🤖 AI Summary
Current machine translation evaluation primarily focuses on segment-level accuracy and fluency, failing to adequately assess terminology consistency and cross-sentential coherence—critical requirements for domain-specific document-level translation. To address this gap, we introduce DiscoX, the first academic communication-oriented Chinese–English document-level translation benchmark, comprising 200 long documents (avg. >1,700 tokens) across seven specialized domains. We further propose Metric-S, a reference-free, fine-grained automatic evaluation framework that jointly models accuracy, fluency, and appropriateness, achieving strong correlation with human judgments (ρ = 0.82). Empirical results show that state-of-the-art large language models underperform significantly relative to human experts on DiscoX, confirming its high difficulty. This work establishes a reproducible, scalable, and domain-aware evaluation paradigm for high-quality professional translation research.
📝 Abstract
The evaluation of discourse-level translation in expert domains remains inadequate, despite its centrality to knowledge dissemination and cross-lingual scholarly communication. While these translations demand discourse-level coherence and strict terminological precision, current evaluation methods predominantly focus on segment-level accuracy and fluency. To address this limitation, we introduce DiscoX, a new benchmark for discourse-level and expert-level Chinese-English translation. It comprises 200 professionally-curated texts from 7 domains, with an average length exceeding 1700 tokens.
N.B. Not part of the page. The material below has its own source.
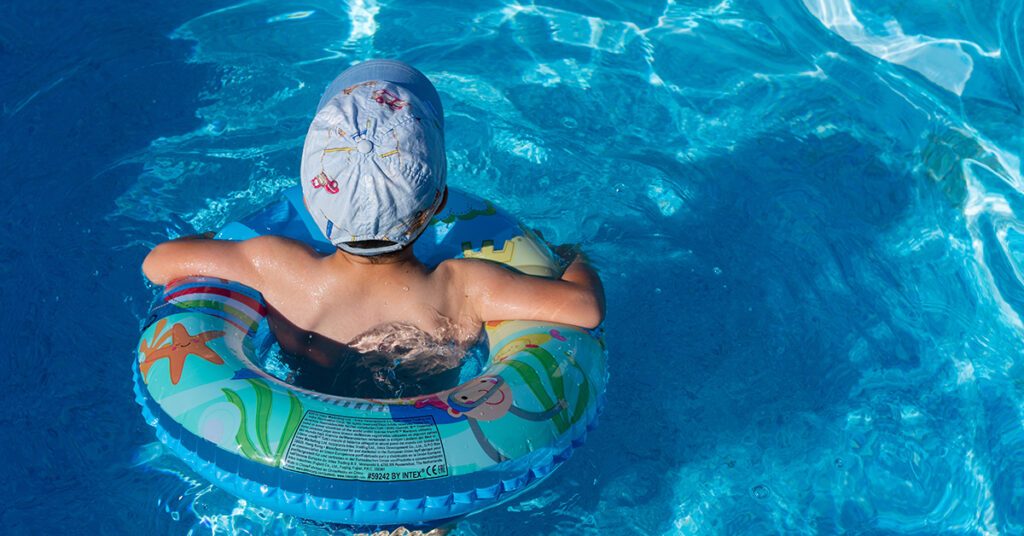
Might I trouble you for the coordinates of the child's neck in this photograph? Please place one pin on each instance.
(403, 258)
To evaluate performance on DiscoX, we also develop Metric-S, a reference-free system that provides fine-grained automatic assessments across accuracy, fluency, and appropriateness. Metric-S demonstrates strong consistency with human judgments, significantly outperforming existing metrics. Our experiments reveal a remarkable performance gap: even the most advanced LLMs still trail human experts on these tasks. This finding validates the difficulty of DiscoX and underscores the challenges that remain in achieving professional-grade machine translation. The proposed benchmark and evaluation system provide a robust framework for more rigorous evaluation, facilitating future advancements in LLM-based translation.